Röportaj: Gülçin İşler FIRAT
Fotoğraflar: Koray IŞIK
Alaçatı'yı Alaçatı yapan değerlerden biri hiç şüphesiz ki rüzgar sörfü. Dünyada rüzgar sörfünde ilk 5'te yer alan Alaçatı'yı dünyaya, duyuran isim ise milli sörfçümüz Bora Kozanoğlu. Başarılı kariyerinin yanı sıra 20 yıl önce açtığı Bora Kozanoğlu Sörf Okulu ile milyonlarca kişiye bu sporu sevdiren Kozanoğlu ile Alaçatı'da bir araya geldik. Bora Kozanoğlu, 2-7 Temmuz tarihleri arasında İtalya'nın Garda Gölü'nde gerçekleşen rüzgar sörfü resmi dünya şampiyonası 'IFCA JYM'de ikinci oldu. Bora Bey ile Alaçatı'daki sörf okulunda buluştuk ve başarılı kariyeri, özel hayatını ve yeni katılacağı yarışlar hakkında keyifli bir röportaj yaptık.

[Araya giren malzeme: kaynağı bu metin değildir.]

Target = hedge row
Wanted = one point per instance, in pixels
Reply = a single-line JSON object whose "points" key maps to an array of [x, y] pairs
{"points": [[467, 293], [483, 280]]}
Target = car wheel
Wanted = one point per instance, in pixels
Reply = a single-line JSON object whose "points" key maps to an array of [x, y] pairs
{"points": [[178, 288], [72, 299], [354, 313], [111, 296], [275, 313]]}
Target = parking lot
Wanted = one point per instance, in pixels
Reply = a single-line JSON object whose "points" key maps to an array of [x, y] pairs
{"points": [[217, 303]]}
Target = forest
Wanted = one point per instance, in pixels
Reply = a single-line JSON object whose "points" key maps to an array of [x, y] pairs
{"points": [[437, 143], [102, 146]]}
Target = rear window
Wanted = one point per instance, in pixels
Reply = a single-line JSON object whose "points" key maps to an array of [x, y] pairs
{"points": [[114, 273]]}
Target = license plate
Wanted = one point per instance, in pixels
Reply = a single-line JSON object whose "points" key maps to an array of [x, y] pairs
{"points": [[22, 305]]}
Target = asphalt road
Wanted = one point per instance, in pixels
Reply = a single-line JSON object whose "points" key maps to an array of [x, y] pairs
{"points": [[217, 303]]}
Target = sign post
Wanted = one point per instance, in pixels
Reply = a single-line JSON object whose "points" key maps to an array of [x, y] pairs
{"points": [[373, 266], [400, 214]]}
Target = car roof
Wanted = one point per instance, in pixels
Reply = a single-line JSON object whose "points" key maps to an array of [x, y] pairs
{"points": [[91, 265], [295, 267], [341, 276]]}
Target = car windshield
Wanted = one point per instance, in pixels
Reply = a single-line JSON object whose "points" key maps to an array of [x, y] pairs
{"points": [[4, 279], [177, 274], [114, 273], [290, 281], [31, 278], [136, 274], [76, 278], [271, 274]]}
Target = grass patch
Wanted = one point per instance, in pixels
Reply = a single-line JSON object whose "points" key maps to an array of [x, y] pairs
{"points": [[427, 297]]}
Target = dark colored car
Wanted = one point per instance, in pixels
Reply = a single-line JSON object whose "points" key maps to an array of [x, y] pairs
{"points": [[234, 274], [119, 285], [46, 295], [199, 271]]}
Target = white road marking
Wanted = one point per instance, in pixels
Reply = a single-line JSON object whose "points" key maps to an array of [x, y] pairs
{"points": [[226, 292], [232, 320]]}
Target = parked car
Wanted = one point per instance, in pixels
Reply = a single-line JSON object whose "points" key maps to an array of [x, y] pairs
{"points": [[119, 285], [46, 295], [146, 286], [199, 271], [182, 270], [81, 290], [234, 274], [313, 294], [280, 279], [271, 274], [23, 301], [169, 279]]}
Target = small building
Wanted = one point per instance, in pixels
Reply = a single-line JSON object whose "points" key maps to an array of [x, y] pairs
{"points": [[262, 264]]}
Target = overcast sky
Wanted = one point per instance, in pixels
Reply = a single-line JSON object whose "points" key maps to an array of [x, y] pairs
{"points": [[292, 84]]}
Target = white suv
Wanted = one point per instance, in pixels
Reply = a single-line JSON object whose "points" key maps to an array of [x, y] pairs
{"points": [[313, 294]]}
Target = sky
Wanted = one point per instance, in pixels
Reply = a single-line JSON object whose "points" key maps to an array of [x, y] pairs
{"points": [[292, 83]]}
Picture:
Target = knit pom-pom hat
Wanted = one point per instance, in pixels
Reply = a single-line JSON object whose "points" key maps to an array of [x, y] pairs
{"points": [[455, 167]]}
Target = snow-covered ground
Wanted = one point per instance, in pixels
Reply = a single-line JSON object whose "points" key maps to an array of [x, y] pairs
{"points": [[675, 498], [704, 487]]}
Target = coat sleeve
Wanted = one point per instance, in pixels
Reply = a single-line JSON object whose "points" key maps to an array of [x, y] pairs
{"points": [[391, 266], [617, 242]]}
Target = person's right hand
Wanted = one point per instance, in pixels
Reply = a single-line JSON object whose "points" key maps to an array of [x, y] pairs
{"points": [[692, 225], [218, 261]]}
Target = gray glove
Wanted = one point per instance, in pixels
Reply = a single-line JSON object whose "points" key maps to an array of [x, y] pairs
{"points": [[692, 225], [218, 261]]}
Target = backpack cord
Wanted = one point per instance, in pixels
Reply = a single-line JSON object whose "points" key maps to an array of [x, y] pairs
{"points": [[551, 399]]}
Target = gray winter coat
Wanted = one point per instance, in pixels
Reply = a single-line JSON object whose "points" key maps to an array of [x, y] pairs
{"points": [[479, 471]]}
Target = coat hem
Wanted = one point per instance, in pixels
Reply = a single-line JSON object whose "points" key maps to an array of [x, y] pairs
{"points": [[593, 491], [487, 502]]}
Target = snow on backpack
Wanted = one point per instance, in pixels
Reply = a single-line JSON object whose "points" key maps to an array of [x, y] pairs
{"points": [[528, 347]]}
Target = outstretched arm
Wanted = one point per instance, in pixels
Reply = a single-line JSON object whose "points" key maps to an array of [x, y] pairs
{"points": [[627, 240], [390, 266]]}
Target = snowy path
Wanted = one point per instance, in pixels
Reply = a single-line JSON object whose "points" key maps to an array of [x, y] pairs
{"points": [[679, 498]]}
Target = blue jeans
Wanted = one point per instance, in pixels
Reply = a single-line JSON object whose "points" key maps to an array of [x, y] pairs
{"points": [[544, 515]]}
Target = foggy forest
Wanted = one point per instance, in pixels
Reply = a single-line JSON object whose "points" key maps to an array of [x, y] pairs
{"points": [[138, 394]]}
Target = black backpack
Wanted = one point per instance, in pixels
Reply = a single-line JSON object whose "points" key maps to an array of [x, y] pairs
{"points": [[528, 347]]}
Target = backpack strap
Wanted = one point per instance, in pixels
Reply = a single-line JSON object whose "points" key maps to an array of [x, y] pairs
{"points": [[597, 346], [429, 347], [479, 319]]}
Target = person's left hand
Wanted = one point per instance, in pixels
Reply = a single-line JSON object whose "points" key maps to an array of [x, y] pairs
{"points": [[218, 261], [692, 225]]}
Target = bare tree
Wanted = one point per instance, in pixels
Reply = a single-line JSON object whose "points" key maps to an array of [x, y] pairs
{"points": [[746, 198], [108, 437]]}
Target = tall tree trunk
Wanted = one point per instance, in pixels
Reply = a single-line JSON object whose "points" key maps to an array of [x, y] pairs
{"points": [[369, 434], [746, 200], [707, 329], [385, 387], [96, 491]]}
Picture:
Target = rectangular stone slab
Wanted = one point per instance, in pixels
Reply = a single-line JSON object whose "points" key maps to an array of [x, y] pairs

Bora Bey, öncelikle tebrik ederiz. İtalya'dan 190 yarışçının katıldığı yarışmadan ikincilikle ülkemize döndünüz.
Çok teşekkür ederim. Dünyanın en iyi ilk 3 sörf merkezlerinden biri olan İtalya'nın Garda Gölü'nde yarıştık. 50 kilometrelik bir göl ve her 4.5 kilometrede bir sörf merkezi var. Sabah 06.00'da başlayıp, akşam 19.00'a kadar sörf yapıyorsunuz. Yarışlar 1 hafta sürdü, birçok final gerçekleşti ve ben de dünya ikincisi oldum. İtalyanlar bölgenin iklimine hakim oldukları için çok iddialıydı. Onları geçerek ikinci olduğum için çok mutluyum.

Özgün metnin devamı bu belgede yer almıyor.